In the novel, Matute masterfully recreates the daily life of a young girl, Adriana, from a middle-class family in the years prior to the country's ferocious 1936-1939 civil war. The protagonist is a child endowed with a fertile imagination that enables her to transform her reality and dream of better things.

Adriana's childhood is described from the perspective of an elderly woman, from that time in one's life when "you are on the verge of saying goodbye to what surrounds you." Matute says that for this reason she could not allow "deceptions or falsehoods" to creep into her reconstruction of those years.

"Everything I describe I lived in one way or another," the writer told Efe, noting that in the book's protagonist there is much of the girl that Ana Maria Matute was and her way "of seeing the world."

Like the author, Adriana quickly learns the value of stories and does not understand the world of "the giants," their rules or hypocrisies. And like Matute, Adriana does not mind the punishment of being sent to "the dark room," because it is there she can enjoy "the radiance of darkness."

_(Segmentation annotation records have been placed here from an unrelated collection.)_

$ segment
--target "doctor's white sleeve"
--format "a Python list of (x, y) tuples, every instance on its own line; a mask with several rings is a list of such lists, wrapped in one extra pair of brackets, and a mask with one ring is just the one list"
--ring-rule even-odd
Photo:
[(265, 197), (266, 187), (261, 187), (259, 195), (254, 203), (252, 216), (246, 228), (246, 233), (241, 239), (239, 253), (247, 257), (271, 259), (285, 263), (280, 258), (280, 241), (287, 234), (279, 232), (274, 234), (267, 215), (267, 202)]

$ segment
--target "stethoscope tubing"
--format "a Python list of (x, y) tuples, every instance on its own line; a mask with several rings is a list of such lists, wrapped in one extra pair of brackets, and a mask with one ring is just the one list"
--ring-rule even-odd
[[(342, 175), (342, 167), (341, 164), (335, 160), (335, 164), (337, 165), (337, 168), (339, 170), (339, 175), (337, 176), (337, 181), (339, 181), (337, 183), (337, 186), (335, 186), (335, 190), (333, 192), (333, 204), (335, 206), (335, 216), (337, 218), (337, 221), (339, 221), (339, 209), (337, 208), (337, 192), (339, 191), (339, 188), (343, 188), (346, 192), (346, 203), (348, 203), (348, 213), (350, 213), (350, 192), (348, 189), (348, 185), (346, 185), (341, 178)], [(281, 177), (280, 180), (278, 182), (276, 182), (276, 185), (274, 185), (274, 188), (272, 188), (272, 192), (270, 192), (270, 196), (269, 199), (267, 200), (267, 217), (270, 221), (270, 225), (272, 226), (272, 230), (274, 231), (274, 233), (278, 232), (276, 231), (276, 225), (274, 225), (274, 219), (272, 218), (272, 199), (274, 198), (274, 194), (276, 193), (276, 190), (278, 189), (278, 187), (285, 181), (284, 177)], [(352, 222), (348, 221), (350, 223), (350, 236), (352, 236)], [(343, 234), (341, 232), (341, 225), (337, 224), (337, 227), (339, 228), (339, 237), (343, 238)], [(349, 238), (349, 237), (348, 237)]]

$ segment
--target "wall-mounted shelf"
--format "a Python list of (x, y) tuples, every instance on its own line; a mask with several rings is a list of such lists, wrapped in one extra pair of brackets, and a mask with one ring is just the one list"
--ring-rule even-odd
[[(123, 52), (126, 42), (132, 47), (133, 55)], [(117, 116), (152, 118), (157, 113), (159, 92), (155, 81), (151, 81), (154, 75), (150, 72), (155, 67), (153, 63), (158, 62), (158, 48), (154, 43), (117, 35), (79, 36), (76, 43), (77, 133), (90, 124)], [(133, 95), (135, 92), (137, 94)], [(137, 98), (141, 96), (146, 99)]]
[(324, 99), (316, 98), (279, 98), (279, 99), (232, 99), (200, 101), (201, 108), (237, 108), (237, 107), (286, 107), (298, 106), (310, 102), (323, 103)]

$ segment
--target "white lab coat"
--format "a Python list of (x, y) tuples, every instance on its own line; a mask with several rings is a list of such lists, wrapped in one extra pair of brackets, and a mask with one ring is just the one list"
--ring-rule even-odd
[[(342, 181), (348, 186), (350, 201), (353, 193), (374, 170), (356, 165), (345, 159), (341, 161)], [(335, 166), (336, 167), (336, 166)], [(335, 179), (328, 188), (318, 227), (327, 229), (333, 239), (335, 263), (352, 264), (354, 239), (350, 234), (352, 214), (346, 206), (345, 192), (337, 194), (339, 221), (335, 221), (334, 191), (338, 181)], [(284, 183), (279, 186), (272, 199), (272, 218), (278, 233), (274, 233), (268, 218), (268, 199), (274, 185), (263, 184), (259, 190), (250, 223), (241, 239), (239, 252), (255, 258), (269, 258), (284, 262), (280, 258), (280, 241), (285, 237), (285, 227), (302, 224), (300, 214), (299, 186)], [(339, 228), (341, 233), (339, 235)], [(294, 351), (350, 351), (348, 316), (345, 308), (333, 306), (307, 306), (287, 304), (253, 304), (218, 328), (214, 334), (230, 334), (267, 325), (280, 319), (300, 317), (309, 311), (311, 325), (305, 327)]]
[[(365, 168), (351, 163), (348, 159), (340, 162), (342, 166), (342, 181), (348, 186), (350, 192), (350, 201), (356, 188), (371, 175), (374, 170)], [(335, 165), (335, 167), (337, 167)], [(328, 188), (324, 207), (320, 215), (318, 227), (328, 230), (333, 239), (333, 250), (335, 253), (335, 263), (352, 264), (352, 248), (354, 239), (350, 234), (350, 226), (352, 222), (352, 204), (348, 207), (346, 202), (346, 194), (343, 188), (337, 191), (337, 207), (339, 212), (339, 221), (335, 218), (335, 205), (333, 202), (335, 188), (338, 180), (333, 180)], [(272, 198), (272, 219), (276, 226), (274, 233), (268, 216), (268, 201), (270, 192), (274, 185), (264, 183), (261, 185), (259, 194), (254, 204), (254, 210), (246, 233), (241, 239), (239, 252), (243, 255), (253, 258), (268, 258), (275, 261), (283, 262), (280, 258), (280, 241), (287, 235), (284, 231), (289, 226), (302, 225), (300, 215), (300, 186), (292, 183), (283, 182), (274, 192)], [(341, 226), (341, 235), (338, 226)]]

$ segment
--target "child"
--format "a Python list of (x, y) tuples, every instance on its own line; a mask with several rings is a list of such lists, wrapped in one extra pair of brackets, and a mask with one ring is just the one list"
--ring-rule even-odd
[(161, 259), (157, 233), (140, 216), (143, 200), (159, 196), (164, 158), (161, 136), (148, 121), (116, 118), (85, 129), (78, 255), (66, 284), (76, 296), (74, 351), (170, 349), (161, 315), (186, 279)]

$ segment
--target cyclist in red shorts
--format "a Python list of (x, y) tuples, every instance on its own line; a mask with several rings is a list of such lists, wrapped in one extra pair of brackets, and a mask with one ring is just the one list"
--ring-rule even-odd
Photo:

"Childhood is not a paradise or some wonderful world. It can be very cruel and harsh," the writer said Wednesday, adding that she is very concerned about "the abuse perpetrated against children."

In her life as well as her work, Matute always has hailed the importance of imagination. Those who are lacking that faculty are "the coarsest and least affable people," she said.

"Never trust a man who has no imagination, nor a man who doesn't drink," Matute said laughing as she helped herself to another nip of whiskey.

The unicorn that graces the book's cover makes frequent appearances in the novel. It escapes from a rug inside the protagonist's home and returns whenever it likes. "The unicorn is a symbol of innocence, of imagination and of purity," Matute said Wednesday.

The author of "Los hijos muertos," "Olvidado rey Gudu" and "Aranmanoth" said she is concerned about possible criticism of her novel, joking that "if they rip it to shreds now" she will leave this world "with that bad impression."

"I'm a lot older now and it may very well be my last book, not because I'm out of ideas but for health reasons: I could die any day," said Matute, although the gleam in her eyes and her easy smile seem to belie her words.